这将是一场汇聚顶尖学者的盛会,共同探讨前沿科技与学术挑战!FC碰碰胡老虎机法典-提高赢钱机率的下注技巧精彩,敬请期待!
【嘉宾介绍】
Albert van den Berg
特文特大学
Labs, Cells and Organs on Chip for Health and Climate
【Abstract】
The recent rapid developments in bionanotech and micro/nanofluidic technologies have enabled the realization of miniaturized laboratories. These Labs-on-a-Chip will play an important role in future medicine, both in point-of-care devices for drug or biomarker monitoring, as well as in early diagnostic devices. A disposable chip for rapid measurement of lithium in whole blood for manic depressive patients is presented. Microfluidics can also be exploited to manipulate and experiment with cells on chip. We have developed a microsystem for sperm analysis and selection for artificial insemination, where we can electrically detect and sort healthy sperm cells. Apart from diagnostic and cell manipulation devices, microfluidic devices are increasingly used to realise advanced disease and organ-models, as illustrated by the a blood vessel on a chip to study atherosclerosis. These Organs on Chip may lead to more rapid and cheaper drug development, personalised medicine and improved disease models, while minimizing or even eliminating animal testing (3R principle). Finally, examples of microfluidics for climate are presented. A microfluidic impedance spectroscopy system will be presented that can monitor the calcification of coccolithophores (algae), while some initial work on a microreactor to study accelerated weathering of olivine will be discussed.
生物纳米技术和微/纳流控技术的快速发展,使得微型实验室的实现成为可能。这些芯片实验室在未来医学中将扮演重要角色,无论是在药物或生物标志物监测的现场护理设备中,还是在早期诊断设备中。本文介绍了一种用于躁郁症患者全血中锂快速测量的一次性芯片。微流控技术还可以被利用来在芯片上操纵和实验细胞。我们开发了一种用于精子分析和选择的微系统,用于人工授精,我们可以电学检测和排序健康的精子细胞。除了诊断和细胞操纵设备外,微流控设备越来越多地被用来实现先进的疾病和器官模型,如用于研究动脉粥样硬化的血管芯片。这些芯片上的器官可能会导致药物开发更快速、更便宜,个性化医疗和改进的疾病模型,同时最小化甚至消除动物测试(3R原则)。最后,介绍了微流控技术在气候方面的应用示例。将介绍一种微流控阻抗谱系统,可以监测颗石藻(藻类)的钙化,同时讨论一些关于研究橄榄石加速风化微反应器的初步工作。
【BIOGRAPHY】
Professor Albert van den Berg received his MSc in applied physics in 1983, and his PhD in 1988 both at the University of Twente, the Netherlands.
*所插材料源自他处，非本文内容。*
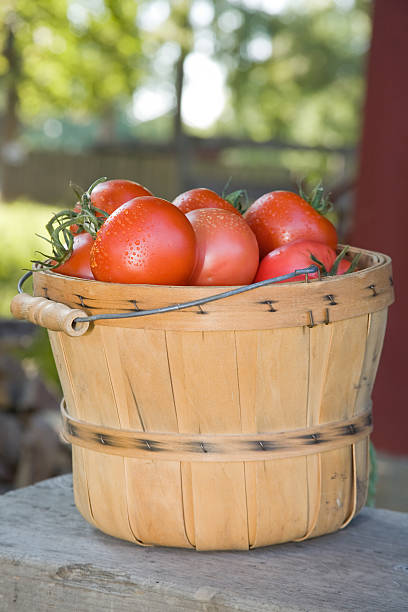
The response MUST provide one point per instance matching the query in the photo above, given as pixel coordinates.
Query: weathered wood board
(52, 559)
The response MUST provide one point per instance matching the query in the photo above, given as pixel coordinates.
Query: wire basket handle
(75, 322)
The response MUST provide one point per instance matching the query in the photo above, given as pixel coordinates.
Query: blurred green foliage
(294, 73)
(19, 223)
(71, 57)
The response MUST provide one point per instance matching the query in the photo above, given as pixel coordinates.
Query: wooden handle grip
(49, 314)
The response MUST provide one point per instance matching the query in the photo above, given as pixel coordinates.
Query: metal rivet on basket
(270, 304)
(81, 300)
(311, 319)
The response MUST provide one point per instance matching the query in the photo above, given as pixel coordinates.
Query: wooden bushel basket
(239, 424)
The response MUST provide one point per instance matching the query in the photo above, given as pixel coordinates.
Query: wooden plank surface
(51, 559)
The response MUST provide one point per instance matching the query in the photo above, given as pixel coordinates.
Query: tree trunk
(11, 125)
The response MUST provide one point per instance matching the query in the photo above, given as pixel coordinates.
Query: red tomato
(79, 262)
(227, 251)
(295, 256)
(109, 195)
(202, 198)
(146, 240)
(280, 217)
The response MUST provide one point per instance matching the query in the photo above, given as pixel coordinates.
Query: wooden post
(381, 219)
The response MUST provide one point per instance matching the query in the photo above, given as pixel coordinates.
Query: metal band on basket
(216, 447)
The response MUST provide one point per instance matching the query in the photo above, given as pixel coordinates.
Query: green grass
(19, 223)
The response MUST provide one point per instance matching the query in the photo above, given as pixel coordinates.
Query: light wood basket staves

From 1988-1993 he worked in Neuchatel, Switzerland, at the CSEM and the University of Neuchatel (IMT) on miniaturized chemical sensors. In 2000 he was appointed as full professor on Miniaturized Systems for (Bio)Chemical Analysis in the faculty of Electrical Engineering and part of the MESA+ Institute for Nanotechnology. In 1994 he initiated together with Prof. Bergveld the international MicroTAS conference series. He published over 700 peer reviewed publications and from his group > 10 spin-off companies started. He received several honors and awards such two ERC Advanced (2008, 2015) and four ERC Proof of Concept (2011, 2013, 2016, 2020) grants, Simon Stevin award (engineering sciences, 2002), Spinoza prize (2009), Distinguished University Professor (Twente, 2010), Distinguished Professor (South China Normal University SNCU (China), 2012), Consulting Professor at Northwestern Polytechnic University NPU (China), 2017) and member of the Royal Dutch Academy of Sciences (KNAW) (board member from 2011-2016). From 2014-2018 he was scientific director of the MIRA institute for Biomedical Engineering. In 2017 he became co-PI of the Max Planck - University of Twente Center for Complex Fluid Dynamics. In 2018 he became (co)director of MESA+ Institute for Nanotechnology. He has been editor of Sensors and Actuators B, cofounding member of the editorial board of the RSC journal Lab on a Chip, founding member of EUROoCS, the European Organ on Chip Society and founding director of the CBMS, the Chemical and Biological Microsystems Society. In 2022 he was elected member of the SATW (CH). His current research interests are micro/nanofluidics, Labs on Chip and sensing for health and sustainability and Organs on Chip. His current activities include acting as one of the quartermasters of the UT Climate Centre.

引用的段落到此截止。